JPH0646047B2 - Bearing device - Google Patents

Description

Description: BACKGROUND OF THE INVENTION 1. Field of the Invention The present invention relates to a bearing preload device for a rotary electric machine, and relates to an elastic body that facilitates mounting of a bearing preload elastic body and a bearing box and is suitable for preventing separation.
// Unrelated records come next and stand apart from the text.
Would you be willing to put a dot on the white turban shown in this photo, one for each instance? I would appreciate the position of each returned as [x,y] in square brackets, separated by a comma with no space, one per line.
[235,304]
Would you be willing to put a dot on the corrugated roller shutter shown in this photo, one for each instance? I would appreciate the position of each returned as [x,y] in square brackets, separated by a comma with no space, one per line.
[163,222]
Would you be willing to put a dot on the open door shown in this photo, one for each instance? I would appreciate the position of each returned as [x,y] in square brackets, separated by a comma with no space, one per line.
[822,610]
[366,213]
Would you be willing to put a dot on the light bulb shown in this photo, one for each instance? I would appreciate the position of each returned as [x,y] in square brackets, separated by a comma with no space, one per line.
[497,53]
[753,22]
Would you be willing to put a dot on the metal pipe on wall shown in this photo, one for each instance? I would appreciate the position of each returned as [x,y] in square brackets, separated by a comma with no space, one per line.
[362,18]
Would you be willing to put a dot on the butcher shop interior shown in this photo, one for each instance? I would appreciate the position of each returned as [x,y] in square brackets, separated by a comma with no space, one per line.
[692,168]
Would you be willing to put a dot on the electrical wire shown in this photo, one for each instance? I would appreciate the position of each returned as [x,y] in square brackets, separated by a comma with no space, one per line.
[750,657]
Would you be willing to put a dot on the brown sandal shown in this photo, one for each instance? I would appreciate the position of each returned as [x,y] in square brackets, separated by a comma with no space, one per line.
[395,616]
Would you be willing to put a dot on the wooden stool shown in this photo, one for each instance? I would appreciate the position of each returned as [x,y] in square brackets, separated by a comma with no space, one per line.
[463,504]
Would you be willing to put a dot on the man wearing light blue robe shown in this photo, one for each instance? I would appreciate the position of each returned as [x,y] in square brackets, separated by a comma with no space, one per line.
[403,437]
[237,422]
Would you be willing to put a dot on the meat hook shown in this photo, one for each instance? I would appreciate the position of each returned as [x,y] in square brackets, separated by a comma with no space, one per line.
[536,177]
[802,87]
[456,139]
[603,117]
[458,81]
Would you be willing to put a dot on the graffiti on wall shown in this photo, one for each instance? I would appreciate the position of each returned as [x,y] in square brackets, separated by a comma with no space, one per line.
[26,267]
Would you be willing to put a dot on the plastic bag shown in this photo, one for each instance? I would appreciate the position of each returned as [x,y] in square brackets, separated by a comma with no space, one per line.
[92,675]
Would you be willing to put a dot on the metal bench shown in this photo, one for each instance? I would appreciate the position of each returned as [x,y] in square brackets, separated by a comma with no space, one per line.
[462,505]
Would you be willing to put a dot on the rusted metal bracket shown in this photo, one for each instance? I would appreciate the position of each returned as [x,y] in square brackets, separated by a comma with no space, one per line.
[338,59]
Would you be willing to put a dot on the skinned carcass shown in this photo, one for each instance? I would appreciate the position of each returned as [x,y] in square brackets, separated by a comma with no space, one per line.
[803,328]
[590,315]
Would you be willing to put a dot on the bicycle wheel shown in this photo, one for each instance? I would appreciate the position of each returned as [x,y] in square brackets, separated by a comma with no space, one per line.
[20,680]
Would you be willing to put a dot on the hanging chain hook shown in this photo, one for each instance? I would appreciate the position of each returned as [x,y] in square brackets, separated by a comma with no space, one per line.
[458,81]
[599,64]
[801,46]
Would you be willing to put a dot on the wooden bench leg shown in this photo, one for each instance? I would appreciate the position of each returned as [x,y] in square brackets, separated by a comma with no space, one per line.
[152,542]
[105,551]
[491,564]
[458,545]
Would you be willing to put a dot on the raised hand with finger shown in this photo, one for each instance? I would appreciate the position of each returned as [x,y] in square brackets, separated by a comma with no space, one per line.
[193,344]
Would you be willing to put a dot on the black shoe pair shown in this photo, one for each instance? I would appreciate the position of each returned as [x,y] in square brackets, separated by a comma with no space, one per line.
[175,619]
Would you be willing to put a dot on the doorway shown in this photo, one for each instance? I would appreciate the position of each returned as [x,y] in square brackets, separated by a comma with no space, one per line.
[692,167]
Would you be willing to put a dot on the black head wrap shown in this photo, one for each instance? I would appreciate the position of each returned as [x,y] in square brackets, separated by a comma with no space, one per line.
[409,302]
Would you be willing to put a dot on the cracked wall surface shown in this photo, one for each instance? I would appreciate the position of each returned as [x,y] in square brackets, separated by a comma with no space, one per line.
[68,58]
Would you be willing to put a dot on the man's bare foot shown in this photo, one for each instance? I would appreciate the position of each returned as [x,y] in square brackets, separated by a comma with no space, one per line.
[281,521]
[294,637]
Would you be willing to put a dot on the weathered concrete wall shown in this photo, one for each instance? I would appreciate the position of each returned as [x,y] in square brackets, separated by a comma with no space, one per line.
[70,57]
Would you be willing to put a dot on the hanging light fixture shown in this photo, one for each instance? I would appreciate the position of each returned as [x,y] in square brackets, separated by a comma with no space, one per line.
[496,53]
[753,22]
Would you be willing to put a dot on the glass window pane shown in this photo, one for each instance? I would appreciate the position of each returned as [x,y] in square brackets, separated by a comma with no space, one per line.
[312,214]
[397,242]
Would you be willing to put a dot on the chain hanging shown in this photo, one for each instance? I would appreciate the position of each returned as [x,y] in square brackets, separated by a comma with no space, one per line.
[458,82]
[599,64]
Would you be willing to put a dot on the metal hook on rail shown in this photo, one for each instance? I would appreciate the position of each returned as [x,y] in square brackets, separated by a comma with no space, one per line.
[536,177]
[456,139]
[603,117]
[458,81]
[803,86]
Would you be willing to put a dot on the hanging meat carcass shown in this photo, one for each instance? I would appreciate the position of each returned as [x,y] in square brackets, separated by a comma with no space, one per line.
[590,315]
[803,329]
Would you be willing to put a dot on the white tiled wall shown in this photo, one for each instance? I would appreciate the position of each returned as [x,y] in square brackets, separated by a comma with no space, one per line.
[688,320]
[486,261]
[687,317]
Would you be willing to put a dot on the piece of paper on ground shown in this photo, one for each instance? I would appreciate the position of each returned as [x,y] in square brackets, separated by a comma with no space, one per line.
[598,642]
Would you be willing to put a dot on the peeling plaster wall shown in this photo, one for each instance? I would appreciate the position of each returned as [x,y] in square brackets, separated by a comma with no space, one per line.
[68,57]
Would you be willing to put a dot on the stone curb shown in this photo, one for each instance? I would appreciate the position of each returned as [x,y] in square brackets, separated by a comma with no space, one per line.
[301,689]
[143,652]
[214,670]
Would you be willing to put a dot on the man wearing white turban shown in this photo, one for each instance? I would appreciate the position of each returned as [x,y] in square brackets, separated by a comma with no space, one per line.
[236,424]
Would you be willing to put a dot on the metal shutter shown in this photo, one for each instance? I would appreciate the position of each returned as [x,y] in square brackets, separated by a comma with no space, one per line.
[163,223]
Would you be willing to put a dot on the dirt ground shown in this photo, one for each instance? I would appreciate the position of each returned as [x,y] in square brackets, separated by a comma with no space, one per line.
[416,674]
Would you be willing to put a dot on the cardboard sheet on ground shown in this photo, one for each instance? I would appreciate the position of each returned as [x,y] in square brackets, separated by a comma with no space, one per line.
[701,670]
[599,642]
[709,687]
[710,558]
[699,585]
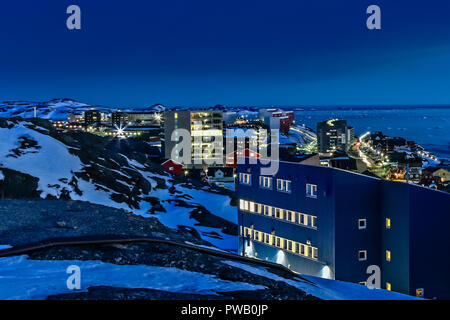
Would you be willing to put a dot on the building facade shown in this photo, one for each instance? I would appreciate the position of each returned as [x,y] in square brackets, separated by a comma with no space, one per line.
[334,135]
[334,224]
[206,132]
[92,117]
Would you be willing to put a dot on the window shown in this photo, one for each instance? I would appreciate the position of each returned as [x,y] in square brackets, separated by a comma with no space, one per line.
[277,213]
[361,224]
[244,178]
[419,292]
[277,242]
[265,182]
[362,255]
[283,185]
[314,222]
[311,190]
[315,253]
[289,245]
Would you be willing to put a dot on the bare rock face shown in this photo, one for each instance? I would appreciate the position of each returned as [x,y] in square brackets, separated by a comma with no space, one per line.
[18,185]
[35,221]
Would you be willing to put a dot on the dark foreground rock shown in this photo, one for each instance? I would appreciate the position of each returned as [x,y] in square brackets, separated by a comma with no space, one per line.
[27,221]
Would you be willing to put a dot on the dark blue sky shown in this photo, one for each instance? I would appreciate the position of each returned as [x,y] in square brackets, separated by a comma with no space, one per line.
[207,52]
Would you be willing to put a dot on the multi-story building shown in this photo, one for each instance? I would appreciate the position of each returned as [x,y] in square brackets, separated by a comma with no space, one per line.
[119,119]
[334,135]
[205,129]
[332,223]
[277,119]
[92,117]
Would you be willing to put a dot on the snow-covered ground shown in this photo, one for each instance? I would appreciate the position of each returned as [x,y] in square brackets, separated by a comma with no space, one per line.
[21,278]
[327,289]
[50,161]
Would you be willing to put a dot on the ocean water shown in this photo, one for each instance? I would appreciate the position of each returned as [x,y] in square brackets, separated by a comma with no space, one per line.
[428,126]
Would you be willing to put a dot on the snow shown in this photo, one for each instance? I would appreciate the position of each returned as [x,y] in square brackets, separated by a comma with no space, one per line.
[217,204]
[63,165]
[49,169]
[327,289]
[22,278]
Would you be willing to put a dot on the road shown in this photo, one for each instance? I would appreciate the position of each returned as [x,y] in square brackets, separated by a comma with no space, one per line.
[119,239]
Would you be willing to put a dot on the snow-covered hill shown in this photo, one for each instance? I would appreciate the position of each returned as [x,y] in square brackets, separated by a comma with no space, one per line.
[115,173]
[59,109]
[38,161]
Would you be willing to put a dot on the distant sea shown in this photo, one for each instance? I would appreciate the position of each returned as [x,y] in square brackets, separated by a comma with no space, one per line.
[427,125]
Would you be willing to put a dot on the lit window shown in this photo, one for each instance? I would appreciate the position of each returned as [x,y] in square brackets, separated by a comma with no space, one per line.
[419,292]
[245,178]
[362,255]
[311,190]
[289,245]
[361,223]
[314,222]
[388,223]
[315,253]
[265,182]
[283,185]
[388,255]
[241,204]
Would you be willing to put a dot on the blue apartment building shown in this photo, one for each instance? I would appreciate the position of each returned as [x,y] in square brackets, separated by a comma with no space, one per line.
[331,223]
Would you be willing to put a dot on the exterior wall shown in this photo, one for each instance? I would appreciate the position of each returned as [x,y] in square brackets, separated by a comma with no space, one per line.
[429,242]
[395,206]
[322,207]
[183,121]
[356,197]
[417,238]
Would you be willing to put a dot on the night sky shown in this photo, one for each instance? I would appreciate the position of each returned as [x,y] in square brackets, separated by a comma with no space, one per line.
[231,52]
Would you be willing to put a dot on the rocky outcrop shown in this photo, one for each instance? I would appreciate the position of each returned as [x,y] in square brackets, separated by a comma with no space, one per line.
[17,185]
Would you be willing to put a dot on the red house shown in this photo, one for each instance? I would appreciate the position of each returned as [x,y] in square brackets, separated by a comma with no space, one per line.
[173,167]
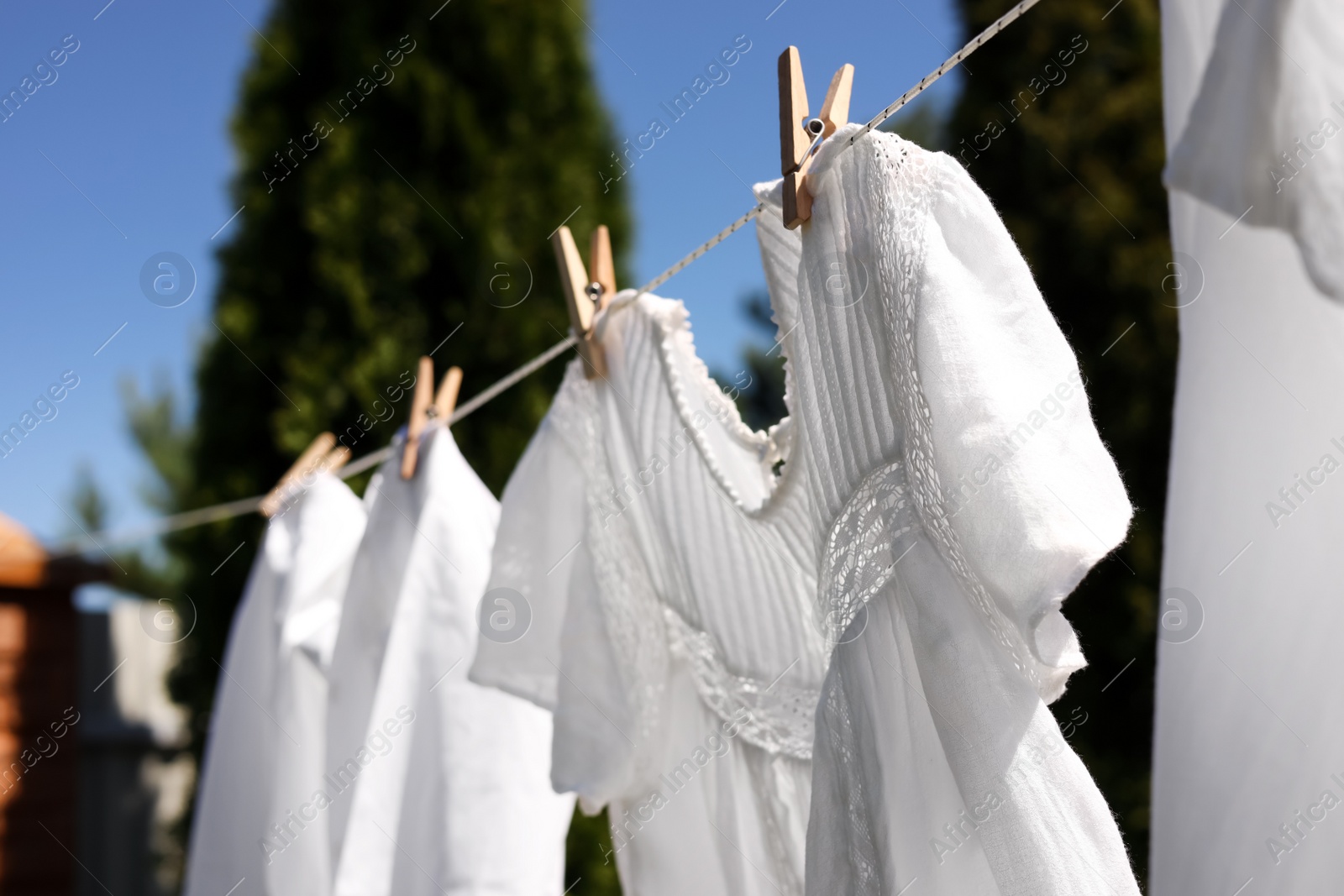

Is.

[Background of the Invention]

Conventionally, the elastic body for preloading the bearing has only been loosely fitted in the bearing box, so that it may fall off from the bearing box during disassembly and assembly, particularly in the case of automatic assembly.

In order to prevent this, it is conceivable to tighten the degree of fitting between the elastic body and the bearing box, or to bond the elastic body to the pressure-bonding surface of the bearing box with an adhesive.

However, if the fitting is tight, it becomes difficult to mount the elastic body, and if the elastic body is curved, the contact with the crimping surface of the bearing box is partial, and this contact point is the compression of the elastic body. There is a drawback that it shifts with.

As another conventional example, a protrusion is provided at a plurality of locations on the outer circumference of the elastic body, and the protrusion is engaged with a relief groove for cutting provided around the bearing crimping surface of the bearing box to prevent the protrusion from falling off. There is.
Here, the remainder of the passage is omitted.